Representatives of the EU, the IMF, the ECB, and the European Stability Mechanism (ESM) – along with key eurozone finance ministers such as Germany’s Olaf Scholz – will hold discussions at the end of the week, on the sidelines of the IMF’s spring meeting in Washington.
The whopping 330 billion euro Greek national debt, seventy percent of which is in the hands of European creditors, must over the long haul be replaced with market borrowing, and the issue according to BNB Paribas is to persuade markets that this transition will lead to manageable borrowing needs.
According to the assessment of the Petersen Institute, even if the debt relief measures agreed to by the Eurogroup were to be implemented completely, the Greek debt would not be rendered viable, and a nominal reduction of the debt would be necessary, as long as it does not violate European rules.
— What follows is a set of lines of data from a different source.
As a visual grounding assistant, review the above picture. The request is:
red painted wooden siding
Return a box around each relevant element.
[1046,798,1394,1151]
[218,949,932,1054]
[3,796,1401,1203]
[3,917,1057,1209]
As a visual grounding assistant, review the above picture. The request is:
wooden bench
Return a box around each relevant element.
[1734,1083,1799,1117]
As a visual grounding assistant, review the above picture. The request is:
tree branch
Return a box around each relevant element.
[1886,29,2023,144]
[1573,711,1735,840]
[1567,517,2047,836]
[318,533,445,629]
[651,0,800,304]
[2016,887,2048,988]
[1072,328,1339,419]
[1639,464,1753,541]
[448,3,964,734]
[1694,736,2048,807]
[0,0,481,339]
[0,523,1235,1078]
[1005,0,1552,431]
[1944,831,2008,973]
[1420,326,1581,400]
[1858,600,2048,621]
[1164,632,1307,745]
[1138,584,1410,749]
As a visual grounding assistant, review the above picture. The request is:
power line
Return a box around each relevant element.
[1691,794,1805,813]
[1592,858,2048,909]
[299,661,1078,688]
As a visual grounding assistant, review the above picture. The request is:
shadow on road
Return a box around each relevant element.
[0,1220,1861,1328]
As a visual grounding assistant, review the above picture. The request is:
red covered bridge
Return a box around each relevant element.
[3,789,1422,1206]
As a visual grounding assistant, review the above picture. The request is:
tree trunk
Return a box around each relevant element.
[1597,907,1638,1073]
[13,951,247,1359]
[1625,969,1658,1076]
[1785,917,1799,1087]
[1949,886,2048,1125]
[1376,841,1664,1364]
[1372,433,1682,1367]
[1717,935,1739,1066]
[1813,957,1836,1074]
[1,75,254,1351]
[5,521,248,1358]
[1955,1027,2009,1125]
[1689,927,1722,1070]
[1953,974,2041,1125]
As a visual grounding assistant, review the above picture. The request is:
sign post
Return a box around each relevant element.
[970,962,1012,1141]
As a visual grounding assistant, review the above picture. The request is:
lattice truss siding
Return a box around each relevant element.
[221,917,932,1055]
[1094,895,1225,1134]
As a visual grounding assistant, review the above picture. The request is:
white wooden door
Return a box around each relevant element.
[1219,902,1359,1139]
If Greece exits the programme with the Eurogroup measures alone, even under the best case scenario the debt will not be viable by the end of 2020, and sooner under a less favourable scenario.
European lenders have ruled out a haircut, but they are willing to provide relief in ensuring that gross financing needs do not exceed 15 percent of GDP in the medium-term, and 20 percent in the long term.
In May, 2016, the Eurogroup had announced a willingness to offer medium-term debt relief by extending maturities, and postponing interest payments on 2012-2014 EFSF loans, which are the bulk of Greece’s official debt.
But a number of other measures have also been placed on the table in efforts to bridge the chasm between the IMF and Greece’s European creditors as regards debt relief.